GenoLink comes with a default data model (implemented in AROM) targeted at representing microbial genomics and functional genomic data. The data model comprises 25 classes and 28 associations. A UML representation of the main classes and associations is depicted on Figure 4. There are basically three main categories of classes: one for representing nucleic biological entities (e.g. Gene); one for representing proteic biological entities (e.g. Polypeptide), the later being typically linked to the former by the 'isCodingFor' association. The last category relates to sets of entities like functional classifications. A typical example is a gene orthology classification (like COG) or the EC number classification for proteins. Additional specific associations allow representing the results of particular experiments. A typical example, depicted on Figure 4, is the 'HasPhysicalInteractionWith' association between peptidic entities which allows representing the results of protein-protein interaction experiments.

Figure 4
figure 4

GenoLink default data model and example of a data graph. (a) Excerpt of the UML diagram describing the main classes and associations of the default data model provided with GenoLink. Classes are indicated by boxes (white arrows indicate inheritance) and association names are indicated in italics. For clarity, class and association attributes have not been indicated (an example is shown to the right part of the figure, with the Polypeptide class). The complete diagram is distributed with the GenoLink software documentation. (b) An example of data graph based on this data model. It represents a portion of the genome of the bacterium Helicobacter pylori strain 26695 (NCBI RefSeq entry no. NC000915); IRO, ILO, ICF, IIG, HPA, CD and HPIW stand for edges that are instances of associations: IsRepliconOf, IsLocatedOn, IsCodingFor, IsInGeneOrtholog, HasPolypeptideAnnotation, ContainsDomain and HasPhysicalInteractionWith. The entire data graph for this genome actually contains 3197 vertices (1 Organism, 1 Replicon, 1576 ProteinGenes, 43 RNAGenes, 1576 Polypeptides) and 4664 edges (1 IsRepliconOf, 1619 IsLocatedOn, 1576 IsCodingFor and 1468 HasPhysicalInteractionWith). The dashed box displays the attributes for the Polypeptide ureB. COG, EC and IPR data are from the COG database [21], the Enzyme Commission database [24], and the InterPro database [23], respectively. Protein-protein interactions are public data available from Hybrigenics [30] and distributed with GenoLink.

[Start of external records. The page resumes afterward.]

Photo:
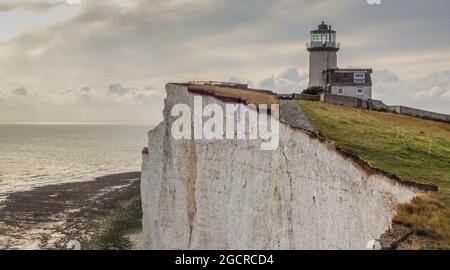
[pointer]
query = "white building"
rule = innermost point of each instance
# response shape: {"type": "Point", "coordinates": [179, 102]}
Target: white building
{"type": "Point", "coordinates": [323, 70]}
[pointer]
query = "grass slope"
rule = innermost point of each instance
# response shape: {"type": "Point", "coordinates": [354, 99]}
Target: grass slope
{"type": "Point", "coordinates": [411, 148]}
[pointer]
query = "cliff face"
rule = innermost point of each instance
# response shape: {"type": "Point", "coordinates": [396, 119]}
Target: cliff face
{"type": "Point", "coordinates": [229, 194]}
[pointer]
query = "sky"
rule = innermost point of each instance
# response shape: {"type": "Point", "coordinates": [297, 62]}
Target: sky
{"type": "Point", "coordinates": [109, 60]}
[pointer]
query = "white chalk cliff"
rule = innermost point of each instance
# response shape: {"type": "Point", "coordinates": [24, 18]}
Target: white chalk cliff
{"type": "Point", "coordinates": [229, 194]}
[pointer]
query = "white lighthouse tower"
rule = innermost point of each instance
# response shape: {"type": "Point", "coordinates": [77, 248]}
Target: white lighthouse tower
{"type": "Point", "coordinates": [323, 50]}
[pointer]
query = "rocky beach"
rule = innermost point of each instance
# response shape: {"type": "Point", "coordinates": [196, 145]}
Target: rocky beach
{"type": "Point", "coordinates": [87, 215]}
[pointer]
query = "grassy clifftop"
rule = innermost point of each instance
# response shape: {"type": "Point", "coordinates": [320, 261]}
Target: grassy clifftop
{"type": "Point", "coordinates": [413, 149]}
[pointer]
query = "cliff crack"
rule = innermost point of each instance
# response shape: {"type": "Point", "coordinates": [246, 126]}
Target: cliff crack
{"type": "Point", "coordinates": [289, 208]}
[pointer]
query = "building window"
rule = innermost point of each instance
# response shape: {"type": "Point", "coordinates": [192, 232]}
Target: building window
{"type": "Point", "coordinates": [359, 77]}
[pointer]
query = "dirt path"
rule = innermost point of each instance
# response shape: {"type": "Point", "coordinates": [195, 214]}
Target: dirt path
{"type": "Point", "coordinates": [49, 217]}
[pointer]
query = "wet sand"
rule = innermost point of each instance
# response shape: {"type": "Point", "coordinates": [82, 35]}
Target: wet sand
{"type": "Point", "coordinates": [49, 217]}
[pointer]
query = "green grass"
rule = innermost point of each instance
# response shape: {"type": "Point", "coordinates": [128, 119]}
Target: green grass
{"type": "Point", "coordinates": [113, 234]}
{"type": "Point", "coordinates": [411, 148]}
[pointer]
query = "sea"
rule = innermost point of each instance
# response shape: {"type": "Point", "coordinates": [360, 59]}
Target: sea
{"type": "Point", "coordinates": [38, 154]}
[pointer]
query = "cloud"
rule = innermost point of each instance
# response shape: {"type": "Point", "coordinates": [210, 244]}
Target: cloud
{"type": "Point", "coordinates": [182, 40]}
{"type": "Point", "coordinates": [21, 91]}
{"type": "Point", "coordinates": [31, 6]}
{"type": "Point", "coordinates": [118, 89]}
{"type": "Point", "coordinates": [96, 105]}
{"type": "Point", "coordinates": [431, 92]}
{"type": "Point", "coordinates": [288, 81]}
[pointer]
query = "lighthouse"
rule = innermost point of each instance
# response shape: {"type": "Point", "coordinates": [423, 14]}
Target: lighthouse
{"type": "Point", "coordinates": [323, 50]}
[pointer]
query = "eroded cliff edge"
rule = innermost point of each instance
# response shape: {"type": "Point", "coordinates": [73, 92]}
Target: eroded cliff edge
{"type": "Point", "coordinates": [229, 194]}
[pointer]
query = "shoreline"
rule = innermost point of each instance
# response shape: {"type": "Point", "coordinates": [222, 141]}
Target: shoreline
{"type": "Point", "coordinates": [48, 217]}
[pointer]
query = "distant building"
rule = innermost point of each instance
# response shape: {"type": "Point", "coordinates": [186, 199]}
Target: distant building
{"type": "Point", "coordinates": [323, 70]}
{"type": "Point", "coordinates": [349, 82]}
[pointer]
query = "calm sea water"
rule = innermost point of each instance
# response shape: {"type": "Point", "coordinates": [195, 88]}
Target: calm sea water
{"type": "Point", "coordinates": [39, 154]}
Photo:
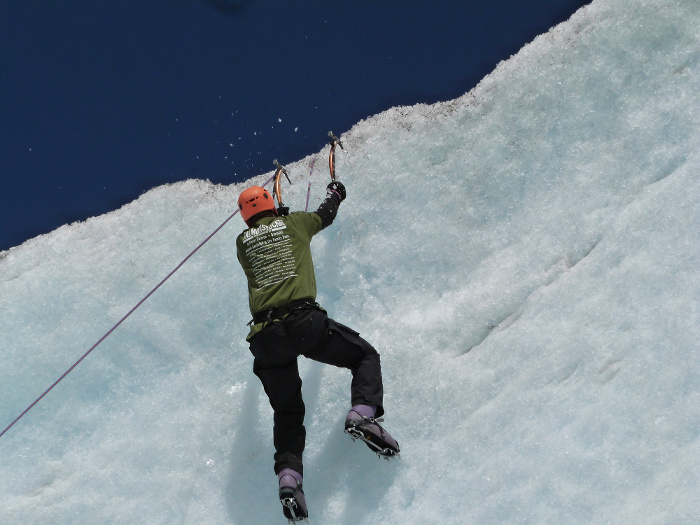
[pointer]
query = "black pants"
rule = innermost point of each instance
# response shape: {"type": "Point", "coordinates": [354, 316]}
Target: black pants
{"type": "Point", "coordinates": [312, 334]}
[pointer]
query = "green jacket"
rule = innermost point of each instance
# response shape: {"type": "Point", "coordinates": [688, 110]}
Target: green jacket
{"type": "Point", "coordinates": [276, 257]}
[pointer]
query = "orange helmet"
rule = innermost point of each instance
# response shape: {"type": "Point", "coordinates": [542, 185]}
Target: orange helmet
{"type": "Point", "coordinates": [254, 200]}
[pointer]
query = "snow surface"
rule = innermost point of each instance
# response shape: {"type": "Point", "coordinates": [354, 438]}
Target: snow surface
{"type": "Point", "coordinates": [526, 259]}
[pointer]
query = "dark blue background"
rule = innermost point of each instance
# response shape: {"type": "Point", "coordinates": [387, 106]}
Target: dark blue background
{"type": "Point", "coordinates": [101, 100]}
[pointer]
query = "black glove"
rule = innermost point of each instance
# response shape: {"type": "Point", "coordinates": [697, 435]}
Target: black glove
{"type": "Point", "coordinates": [336, 188]}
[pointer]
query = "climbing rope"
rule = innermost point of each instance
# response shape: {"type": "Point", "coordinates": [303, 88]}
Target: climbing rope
{"type": "Point", "coordinates": [124, 318]}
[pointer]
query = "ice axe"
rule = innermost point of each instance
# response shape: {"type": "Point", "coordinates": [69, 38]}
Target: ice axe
{"type": "Point", "coordinates": [277, 191]}
{"type": "Point", "coordinates": [334, 141]}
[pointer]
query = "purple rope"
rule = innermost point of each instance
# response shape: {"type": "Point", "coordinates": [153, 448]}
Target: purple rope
{"type": "Point", "coordinates": [123, 319]}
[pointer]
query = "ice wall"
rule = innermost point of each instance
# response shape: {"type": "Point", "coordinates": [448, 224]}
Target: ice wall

The default data model can be easily modified or, even, completely replaced by another one, in order to accommodate other experiments or different biological problems. This is done by editing the AROM model text file. Thanks to the API-M, the GenoLink core will dynamically adapt to the modified or new data model.

Default data import

Together with the default data model, GenoLink provides a set of default data parsers for popular data formats: the genomes from the RefSeq division of GenBank [20], the NCBI COG database of pre-computed clusters of orthologous genes and its functional classification [21], the Gene Ontology (GO) classification [22], the InterPro domains database [23], the Enzyme Commission (EC) classification [24], and protein-protein interactions formatted using HUPO PSI-MI [3].

The purpose of these parsers is to produce (or transform) files coming from the above mentioned data bases into GenoLink XML-formatted files. These files are then loaded on the fly by the XML import module as previously described. Of course these XML files fit to the default data model. If the user changes this model, then the parsers should be modify accordingly.

User interfaces

GenoLink comes with various viewers/editors, namely the KB Rider, the Annotator, the Query Builder, the Table Rider and the Graph Rider.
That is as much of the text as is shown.